Aucune trace de photos, pas d’état civil. La langue berbère ne se transmet qu’à l’oral. Mina Fadli part de rien. Elle s’appuie sur les souvenirs de son père. Parole longtemps tue. Par pudeur. « Mon père s’est livré au fur et à mesure ». Petite histoire par petite histoire. Elle l’écrit dans son roman « Le goût de la terre » : « C’est dur de le faire parler, il fait partie d’une génération de taiseux. »
« Je voulais lui apporter une réponse »
Mina Fadli se plonge dans le Maroc d’après guerre. L’histoire de son père mêle colonisation et indépendance du pays. Famine et exil. Elle se rend plusieurs fois au Maroc. Recueille la parole de sa grand-mère maternelle. « Elle se souvenait de tout, elle m’a raconté beaucoup de choses de cette période. » Comprend que son père et son frère, originaires de Tagadirt, petit village perché dans les montagnes du Haut Atlas, ont été séparés pendant leur enfance. Leur mère ne pouvant plus les assumer.
Lorsque la maladie d’Alzheimer est diagnostiquée à son père, Mina Fadli accélère son enquête. « Ça m’a mis un coup d’accélérateur. Je voulais lui apporter une réponse. Je suis retournée au bled. J’ai enregistré ma grand-mère. Ses mots m’ont marquée. J’ai aussi beaucoup lu sur l’histoire du Maroc. » Elle compile une mine d’informations. L’idée d’en faire un livre lui vient naturellement. Elle s’y attelle, à chaque répit que lui laisse sa vie professionnelle. Elle met deux ans à l’écrire. De ce long cheminement, elle n’est pas ressortie indemne. « J’ai beaucoup appris sur la culture du Maroc et sur moi-même. » Les liens familiaux ont été renforcés.
Encore l’espoir
La fin du livre est romancée. Son oncle qu’elle retrouve aux États-Unis, les retrouvailles avec son frère à Casablanca. Un épilogue qu’elle aurait espéré réel. Le frère de son père reste introuvable. « Il me manquait trop de choses pour le retrouver. »

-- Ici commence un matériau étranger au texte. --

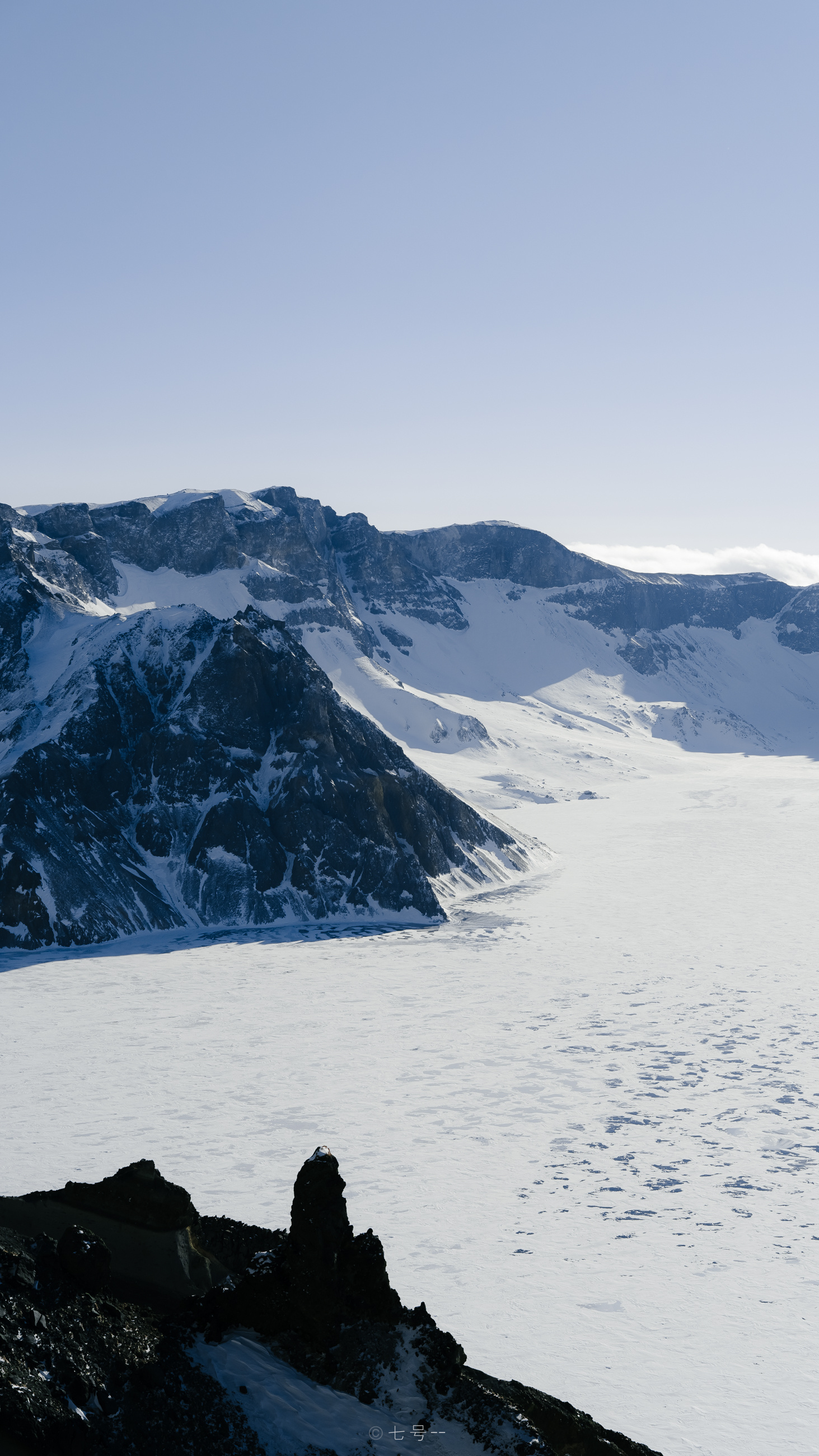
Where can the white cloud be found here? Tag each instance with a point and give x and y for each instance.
(795, 567)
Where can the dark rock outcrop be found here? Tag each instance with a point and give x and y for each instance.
(193, 771)
(85, 1258)
(133, 1232)
(118, 1378)
(92, 1375)
(319, 1277)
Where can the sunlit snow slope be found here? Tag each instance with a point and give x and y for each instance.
(584, 1113)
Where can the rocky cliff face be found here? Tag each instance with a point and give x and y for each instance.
(307, 1318)
(181, 769)
(176, 766)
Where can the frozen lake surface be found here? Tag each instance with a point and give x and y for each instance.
(581, 1116)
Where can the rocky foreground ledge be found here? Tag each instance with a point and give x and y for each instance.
(132, 1326)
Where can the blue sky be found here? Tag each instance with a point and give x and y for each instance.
(553, 263)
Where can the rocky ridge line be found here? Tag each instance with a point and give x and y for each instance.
(86, 1370)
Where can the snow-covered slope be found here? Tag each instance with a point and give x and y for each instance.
(497, 659)
(584, 1110)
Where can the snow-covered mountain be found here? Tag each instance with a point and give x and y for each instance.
(229, 708)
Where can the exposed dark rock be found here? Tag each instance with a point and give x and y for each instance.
(501, 551)
(319, 1276)
(320, 1298)
(798, 625)
(569, 1432)
(85, 1258)
(92, 552)
(98, 1376)
(135, 1194)
(135, 1224)
(235, 1244)
(69, 519)
(315, 810)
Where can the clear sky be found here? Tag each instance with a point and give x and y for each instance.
(431, 260)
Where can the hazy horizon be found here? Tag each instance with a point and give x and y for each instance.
(429, 263)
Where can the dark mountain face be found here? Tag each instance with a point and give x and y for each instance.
(193, 771)
(174, 768)
(299, 552)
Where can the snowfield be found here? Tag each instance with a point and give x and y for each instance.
(582, 1114)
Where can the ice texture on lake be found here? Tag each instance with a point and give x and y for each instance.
(582, 1116)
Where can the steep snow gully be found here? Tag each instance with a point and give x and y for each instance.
(489, 865)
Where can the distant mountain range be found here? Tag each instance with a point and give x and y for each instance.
(176, 758)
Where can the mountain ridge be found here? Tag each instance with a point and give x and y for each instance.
(178, 756)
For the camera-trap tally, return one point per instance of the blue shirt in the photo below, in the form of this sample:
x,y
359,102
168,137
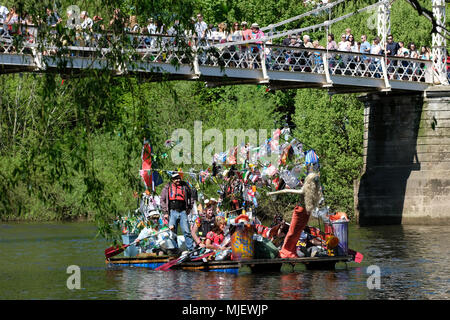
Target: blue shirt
x,y
365,47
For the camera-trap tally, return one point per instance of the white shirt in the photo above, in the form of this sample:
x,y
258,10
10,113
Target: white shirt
x,y
87,23
151,28
3,14
375,49
200,28
344,46
236,36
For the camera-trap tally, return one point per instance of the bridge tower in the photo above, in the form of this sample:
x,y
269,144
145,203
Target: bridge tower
x,y
439,42
384,21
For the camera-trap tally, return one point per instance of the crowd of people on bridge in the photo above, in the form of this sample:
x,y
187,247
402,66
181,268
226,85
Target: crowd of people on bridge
x,y
207,35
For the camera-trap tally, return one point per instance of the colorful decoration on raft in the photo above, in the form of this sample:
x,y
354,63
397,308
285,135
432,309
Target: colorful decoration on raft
x,y
278,163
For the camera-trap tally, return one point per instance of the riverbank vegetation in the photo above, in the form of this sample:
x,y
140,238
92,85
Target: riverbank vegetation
x,y
70,147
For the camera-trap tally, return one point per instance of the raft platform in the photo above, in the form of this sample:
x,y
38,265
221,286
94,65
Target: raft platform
x,y
229,266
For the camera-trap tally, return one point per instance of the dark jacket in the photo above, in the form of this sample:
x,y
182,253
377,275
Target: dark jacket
x,y
165,197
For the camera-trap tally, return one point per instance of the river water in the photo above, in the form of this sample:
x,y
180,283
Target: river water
x,y
414,263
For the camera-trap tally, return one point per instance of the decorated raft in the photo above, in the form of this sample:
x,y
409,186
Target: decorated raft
x,y
230,266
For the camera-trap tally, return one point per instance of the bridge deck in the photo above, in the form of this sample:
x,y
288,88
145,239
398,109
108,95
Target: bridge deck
x,y
277,66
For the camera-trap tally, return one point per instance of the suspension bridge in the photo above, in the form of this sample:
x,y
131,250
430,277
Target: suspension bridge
x,y
406,170
255,61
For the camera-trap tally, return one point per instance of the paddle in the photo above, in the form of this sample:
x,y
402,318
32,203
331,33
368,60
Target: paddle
x,y
173,262
206,255
115,250
357,256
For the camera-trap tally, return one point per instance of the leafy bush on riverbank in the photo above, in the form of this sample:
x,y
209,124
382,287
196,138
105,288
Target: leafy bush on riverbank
x,y
72,149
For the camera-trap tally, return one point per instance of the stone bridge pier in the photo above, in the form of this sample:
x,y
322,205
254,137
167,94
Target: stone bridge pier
x,y
406,173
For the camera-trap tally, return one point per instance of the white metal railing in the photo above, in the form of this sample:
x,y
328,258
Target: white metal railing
x,y
265,57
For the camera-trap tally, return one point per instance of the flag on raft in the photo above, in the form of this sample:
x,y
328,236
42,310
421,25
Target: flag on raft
x,y
311,157
151,178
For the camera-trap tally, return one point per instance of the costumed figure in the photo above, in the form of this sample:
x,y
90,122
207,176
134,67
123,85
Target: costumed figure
x,y
310,196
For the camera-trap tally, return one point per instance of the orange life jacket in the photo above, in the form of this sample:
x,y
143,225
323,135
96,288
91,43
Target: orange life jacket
x,y
177,192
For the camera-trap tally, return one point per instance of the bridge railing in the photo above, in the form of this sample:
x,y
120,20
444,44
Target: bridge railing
x,y
265,57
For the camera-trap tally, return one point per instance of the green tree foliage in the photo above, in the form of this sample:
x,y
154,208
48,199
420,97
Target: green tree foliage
x,y
332,126
70,145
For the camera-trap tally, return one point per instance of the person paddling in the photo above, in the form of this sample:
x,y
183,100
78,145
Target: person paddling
x,y
177,201
205,224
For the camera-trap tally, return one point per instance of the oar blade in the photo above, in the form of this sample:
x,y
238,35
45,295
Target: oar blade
x,y
167,265
113,251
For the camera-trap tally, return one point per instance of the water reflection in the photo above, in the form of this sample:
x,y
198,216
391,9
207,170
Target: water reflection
x,y
414,263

Léger goût d’inachevé. « J’aurais voulu répondre à mon père. À défaut je ramène ce livre, c’est la seule réponse que j’ai trouvée. » À ce père, diminué par la maladie, elle a lu les premières pages. Puis s’est arrêtée. « Quand je lui lisais les passages sur son village dans la montagne, c’était trop douloureux pour lui de revivre tout ça. »
Dans les remerciements, elle a glissé une phrase. Pour son oncle. S’il se reconnaît dans son récit, qu’il la contacte. « Je ne sais pas si j’ai encore l’espoir. Mais j’ai envie de garder cette petite étincelle. »
Jérémy CHATET (Paris Normandie)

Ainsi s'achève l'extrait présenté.